I paid a goodbye visit to Windburn Barn figuring a bunch of college kids would have rented it by now, but there were no cars in the parking spots. I stuck my hands in my jean pockets thinking that would make me look like an off-the-beaten-path stroller and not a thief or arsonist. Moving closer I saw that the door was slightly ajar. I pushed with my foot. The hinges yawned. I heard a rhythmic creaking that sometimes lulled me to sleep during Heidi’s drug recovery. I remembered Freshman English, landscaping, and how happy she was leaving for Texas to ride thoroughbred racehorses. That armless rocker I’d logged so many miles on was facing the sad bay window and occupied. I cleared my throat. The chair scrunched around. A Zippo flamed. Despite boy-short hair and swollen face, I recognized Heidi. It was a ghostly scene, ear studs sparkling like attendant fireflies. She’d suffered a black eye. The way she wore her hair sometimes to class would have hidden it. She’d told me the Zippo was a good luck charm, belonged to her grandfather.

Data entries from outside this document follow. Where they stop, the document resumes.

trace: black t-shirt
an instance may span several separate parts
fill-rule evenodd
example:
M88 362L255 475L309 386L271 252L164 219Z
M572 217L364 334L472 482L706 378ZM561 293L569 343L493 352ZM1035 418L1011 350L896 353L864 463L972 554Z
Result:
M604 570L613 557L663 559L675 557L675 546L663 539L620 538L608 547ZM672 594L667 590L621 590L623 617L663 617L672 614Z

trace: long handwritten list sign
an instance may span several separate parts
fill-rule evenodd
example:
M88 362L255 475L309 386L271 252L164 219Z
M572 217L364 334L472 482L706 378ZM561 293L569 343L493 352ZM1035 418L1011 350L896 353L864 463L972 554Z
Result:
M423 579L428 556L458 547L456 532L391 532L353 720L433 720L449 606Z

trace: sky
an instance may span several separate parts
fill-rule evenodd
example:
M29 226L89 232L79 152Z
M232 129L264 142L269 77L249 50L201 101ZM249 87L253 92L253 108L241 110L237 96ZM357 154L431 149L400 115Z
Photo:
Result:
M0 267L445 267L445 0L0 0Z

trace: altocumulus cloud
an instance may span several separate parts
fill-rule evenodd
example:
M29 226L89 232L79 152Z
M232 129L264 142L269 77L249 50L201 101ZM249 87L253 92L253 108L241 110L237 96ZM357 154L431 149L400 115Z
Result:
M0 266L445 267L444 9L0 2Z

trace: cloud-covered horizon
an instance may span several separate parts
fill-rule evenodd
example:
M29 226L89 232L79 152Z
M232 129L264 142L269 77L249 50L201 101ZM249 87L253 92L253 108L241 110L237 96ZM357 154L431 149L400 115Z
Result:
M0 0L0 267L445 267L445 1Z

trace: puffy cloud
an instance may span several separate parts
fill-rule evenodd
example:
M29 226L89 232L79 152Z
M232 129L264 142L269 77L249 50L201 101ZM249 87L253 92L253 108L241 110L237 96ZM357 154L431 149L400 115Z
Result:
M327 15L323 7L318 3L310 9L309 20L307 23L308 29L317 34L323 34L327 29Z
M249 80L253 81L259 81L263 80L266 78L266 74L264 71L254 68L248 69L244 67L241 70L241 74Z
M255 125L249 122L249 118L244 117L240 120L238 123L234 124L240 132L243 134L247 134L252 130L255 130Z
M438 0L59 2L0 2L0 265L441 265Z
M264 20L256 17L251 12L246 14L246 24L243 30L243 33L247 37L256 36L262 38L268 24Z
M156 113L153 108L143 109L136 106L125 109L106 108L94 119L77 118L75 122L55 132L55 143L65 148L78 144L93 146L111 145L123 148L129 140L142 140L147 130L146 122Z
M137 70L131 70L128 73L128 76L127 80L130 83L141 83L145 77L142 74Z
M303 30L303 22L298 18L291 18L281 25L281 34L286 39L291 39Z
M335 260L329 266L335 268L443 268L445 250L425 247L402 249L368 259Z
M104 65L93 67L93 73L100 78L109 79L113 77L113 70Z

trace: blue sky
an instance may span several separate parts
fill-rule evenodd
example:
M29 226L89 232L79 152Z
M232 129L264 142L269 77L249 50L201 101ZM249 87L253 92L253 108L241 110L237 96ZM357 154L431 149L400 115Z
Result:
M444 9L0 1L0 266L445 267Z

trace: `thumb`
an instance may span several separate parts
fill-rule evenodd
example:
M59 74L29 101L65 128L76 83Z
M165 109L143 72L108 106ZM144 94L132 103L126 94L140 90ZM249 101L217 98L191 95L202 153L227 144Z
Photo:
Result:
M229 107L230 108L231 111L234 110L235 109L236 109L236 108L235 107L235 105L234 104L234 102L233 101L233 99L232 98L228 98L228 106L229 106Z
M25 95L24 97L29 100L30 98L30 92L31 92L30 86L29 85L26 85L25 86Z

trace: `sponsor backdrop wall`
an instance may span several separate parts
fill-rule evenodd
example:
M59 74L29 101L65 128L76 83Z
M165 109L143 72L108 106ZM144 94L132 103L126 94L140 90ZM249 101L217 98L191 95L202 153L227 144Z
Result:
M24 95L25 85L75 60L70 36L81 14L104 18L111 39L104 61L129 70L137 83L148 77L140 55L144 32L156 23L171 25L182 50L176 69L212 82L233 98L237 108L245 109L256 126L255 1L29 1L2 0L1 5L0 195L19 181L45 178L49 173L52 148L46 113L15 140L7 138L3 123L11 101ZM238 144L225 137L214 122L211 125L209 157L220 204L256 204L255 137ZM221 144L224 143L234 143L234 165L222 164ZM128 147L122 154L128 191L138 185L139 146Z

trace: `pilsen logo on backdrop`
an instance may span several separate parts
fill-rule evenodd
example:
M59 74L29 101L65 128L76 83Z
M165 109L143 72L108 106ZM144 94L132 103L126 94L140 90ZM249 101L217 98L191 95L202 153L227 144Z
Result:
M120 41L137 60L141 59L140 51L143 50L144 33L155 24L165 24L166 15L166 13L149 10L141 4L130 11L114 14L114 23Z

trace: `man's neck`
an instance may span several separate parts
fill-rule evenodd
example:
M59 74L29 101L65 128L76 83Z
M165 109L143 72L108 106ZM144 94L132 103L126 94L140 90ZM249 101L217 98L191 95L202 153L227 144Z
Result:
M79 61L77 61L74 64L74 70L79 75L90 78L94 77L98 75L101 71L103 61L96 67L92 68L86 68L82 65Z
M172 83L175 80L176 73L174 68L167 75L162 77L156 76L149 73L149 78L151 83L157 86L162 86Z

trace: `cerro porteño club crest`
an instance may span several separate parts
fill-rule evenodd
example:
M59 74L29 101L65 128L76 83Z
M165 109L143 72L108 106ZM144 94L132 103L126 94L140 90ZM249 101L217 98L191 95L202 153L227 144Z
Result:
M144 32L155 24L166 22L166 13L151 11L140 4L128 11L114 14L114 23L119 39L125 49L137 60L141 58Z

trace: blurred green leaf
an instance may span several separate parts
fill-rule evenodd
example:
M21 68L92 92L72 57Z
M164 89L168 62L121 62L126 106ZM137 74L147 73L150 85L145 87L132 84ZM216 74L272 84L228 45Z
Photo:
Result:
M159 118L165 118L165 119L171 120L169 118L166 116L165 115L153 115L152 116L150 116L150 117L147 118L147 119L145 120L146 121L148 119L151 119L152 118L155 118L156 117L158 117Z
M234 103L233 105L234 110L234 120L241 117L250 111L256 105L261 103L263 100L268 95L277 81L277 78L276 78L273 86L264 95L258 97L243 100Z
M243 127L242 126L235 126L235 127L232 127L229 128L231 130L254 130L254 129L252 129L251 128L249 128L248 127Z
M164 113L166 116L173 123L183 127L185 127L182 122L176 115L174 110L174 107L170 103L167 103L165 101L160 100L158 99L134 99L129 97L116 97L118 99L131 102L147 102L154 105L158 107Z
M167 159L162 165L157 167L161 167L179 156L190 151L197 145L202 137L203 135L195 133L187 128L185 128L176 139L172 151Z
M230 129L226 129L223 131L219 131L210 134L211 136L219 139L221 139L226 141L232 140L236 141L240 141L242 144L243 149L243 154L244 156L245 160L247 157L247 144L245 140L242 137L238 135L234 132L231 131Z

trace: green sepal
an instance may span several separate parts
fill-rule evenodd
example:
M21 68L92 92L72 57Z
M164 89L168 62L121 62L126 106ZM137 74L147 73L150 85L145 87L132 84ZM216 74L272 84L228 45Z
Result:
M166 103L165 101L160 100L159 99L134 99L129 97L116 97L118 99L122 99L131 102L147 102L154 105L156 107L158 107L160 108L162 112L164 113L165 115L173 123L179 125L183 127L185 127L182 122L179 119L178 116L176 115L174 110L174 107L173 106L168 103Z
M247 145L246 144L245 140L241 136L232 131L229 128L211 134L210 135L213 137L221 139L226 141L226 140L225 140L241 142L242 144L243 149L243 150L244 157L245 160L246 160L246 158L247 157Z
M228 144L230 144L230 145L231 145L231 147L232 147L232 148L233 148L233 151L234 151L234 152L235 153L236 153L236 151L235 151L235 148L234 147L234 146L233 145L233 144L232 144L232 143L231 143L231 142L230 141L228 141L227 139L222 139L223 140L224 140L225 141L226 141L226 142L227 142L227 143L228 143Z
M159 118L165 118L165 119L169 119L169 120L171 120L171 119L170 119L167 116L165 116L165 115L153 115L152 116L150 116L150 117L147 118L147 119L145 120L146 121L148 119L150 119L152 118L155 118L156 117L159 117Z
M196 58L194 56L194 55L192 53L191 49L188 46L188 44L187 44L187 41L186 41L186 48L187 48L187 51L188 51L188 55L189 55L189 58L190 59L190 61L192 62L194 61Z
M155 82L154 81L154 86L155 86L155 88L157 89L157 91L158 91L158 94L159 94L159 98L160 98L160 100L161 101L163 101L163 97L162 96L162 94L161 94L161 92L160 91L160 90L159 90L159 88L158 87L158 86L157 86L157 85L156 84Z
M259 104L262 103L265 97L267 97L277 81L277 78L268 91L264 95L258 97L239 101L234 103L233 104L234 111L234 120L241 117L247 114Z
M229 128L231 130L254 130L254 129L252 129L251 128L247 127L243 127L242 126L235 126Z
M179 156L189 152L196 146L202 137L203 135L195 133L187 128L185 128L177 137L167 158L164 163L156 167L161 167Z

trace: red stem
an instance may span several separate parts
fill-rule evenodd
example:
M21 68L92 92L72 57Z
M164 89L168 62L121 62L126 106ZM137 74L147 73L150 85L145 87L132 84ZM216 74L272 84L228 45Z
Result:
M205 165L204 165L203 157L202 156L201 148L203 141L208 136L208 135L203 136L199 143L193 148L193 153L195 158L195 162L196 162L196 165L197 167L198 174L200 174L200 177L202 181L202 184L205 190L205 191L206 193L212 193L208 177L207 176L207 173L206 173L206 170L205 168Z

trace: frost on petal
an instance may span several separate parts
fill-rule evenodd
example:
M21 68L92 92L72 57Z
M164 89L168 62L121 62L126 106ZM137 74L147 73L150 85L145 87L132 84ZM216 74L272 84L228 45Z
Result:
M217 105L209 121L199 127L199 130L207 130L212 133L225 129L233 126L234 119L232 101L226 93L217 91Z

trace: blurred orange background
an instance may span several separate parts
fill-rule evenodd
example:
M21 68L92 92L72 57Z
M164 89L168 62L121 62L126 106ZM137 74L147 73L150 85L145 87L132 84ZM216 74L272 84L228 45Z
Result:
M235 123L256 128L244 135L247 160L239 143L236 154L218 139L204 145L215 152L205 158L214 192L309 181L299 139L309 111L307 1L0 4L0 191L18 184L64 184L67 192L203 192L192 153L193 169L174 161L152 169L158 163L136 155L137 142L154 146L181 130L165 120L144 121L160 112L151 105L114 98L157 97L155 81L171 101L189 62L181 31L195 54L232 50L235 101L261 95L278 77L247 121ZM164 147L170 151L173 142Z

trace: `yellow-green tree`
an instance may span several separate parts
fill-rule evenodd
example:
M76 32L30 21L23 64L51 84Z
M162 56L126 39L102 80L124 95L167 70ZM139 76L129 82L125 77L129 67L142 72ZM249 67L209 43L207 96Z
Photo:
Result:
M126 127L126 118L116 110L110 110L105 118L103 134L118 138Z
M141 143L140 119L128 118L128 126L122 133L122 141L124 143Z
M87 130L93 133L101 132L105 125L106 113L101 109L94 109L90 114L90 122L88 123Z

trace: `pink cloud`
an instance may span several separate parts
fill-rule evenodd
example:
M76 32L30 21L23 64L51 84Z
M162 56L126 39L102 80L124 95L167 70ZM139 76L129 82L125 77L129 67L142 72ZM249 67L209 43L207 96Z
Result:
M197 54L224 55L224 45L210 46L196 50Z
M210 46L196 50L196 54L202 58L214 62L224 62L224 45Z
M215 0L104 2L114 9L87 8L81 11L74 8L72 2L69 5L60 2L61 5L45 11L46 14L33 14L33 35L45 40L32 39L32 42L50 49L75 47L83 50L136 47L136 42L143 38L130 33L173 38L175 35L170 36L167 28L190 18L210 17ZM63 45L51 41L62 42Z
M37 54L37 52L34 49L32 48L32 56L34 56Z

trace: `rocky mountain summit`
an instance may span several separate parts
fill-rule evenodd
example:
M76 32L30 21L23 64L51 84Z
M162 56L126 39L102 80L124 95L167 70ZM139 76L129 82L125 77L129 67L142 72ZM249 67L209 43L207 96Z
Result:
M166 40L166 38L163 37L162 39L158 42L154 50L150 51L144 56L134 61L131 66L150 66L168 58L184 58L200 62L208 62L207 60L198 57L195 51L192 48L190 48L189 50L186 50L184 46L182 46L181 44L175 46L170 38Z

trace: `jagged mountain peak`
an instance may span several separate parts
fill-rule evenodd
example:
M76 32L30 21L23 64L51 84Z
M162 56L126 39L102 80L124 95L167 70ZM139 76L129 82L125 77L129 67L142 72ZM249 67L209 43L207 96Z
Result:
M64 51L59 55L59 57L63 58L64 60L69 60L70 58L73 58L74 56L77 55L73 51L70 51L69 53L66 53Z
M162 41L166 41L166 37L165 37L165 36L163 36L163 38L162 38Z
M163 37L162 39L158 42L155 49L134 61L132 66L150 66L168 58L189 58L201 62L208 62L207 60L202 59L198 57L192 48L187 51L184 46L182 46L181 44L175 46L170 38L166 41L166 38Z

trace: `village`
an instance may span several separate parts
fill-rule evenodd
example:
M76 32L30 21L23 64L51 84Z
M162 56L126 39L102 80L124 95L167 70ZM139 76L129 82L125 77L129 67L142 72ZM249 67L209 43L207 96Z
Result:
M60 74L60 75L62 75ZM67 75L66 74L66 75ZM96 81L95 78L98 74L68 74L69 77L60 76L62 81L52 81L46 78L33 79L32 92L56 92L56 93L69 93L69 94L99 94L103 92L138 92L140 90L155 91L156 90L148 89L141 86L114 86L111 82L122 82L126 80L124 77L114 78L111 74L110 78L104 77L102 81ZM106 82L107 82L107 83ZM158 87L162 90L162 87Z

“Heidi, what happened? What are you doing here?”
“Just a coincidence,” she said frantically like someone trying to pull an excuse from the air. “The hay truck I hid in to escape stopped down the street. I’m like the scarecrow. I need brains too.” I recalled Spence had a tee-shirt with a flatbed trailer image but I couldn’t picture the cargo.
She pulled a piece of hay from behind an ear, stuck it in her mouth and lit it like a cigarette, before dropping it on the floor to quickly burn out. She wore what must have been jockey boots.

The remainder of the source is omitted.